Mi curiosidad, mi deseo de espiar su mundo, eso era mi problema; ella parecía estar diciéndome algo; no tenía intención alguna de ayudarme en un plan no autorizado por su empleador. A juzgar por las evidencias que pude reunir en toda una semana de astutas planificaciones para que apareciera, ella no existía.
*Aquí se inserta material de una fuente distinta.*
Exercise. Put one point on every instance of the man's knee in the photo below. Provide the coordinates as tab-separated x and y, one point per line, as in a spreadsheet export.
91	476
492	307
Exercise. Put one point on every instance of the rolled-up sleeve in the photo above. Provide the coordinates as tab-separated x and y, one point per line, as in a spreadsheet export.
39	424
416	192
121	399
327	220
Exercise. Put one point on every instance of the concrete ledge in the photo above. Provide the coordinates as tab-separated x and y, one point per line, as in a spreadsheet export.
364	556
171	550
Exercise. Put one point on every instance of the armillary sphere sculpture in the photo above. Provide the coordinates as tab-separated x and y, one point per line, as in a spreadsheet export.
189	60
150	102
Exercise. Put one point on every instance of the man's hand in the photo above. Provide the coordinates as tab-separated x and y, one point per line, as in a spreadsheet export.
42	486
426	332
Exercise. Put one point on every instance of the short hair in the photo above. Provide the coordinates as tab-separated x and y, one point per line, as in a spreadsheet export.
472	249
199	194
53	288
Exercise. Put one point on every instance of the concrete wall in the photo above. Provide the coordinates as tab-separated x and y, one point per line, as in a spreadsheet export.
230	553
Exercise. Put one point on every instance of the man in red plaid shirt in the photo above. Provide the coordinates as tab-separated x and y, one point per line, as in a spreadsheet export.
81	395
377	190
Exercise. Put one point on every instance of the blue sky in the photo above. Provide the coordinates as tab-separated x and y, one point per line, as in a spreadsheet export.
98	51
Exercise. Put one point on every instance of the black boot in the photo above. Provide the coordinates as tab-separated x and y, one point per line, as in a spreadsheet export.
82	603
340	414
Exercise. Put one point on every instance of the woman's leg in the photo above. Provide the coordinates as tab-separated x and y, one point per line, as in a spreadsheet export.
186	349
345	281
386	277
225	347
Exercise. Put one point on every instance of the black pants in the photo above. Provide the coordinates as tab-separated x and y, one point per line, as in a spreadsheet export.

Por la noche me acurrucaba en el sofá, frente a mi pequeño hogar, contemplando las llamas. Cuando entrecerraba los ojos, la luz parecía parpadear también en algún otro lugar: un cuarto con sillas de cuero de respaldo alto. No veía las sillas, pero las percibía, percibía la presencia de otros en la habitación, un murmullo indistinto de voces, alguien que pasaba caminando, sin reparar en mí, no muy lejos. Sólo veía el fuego y sombras en un cuarto que no era el mío.
Sacudí la cabeza y la visión, frágil, se desintegró.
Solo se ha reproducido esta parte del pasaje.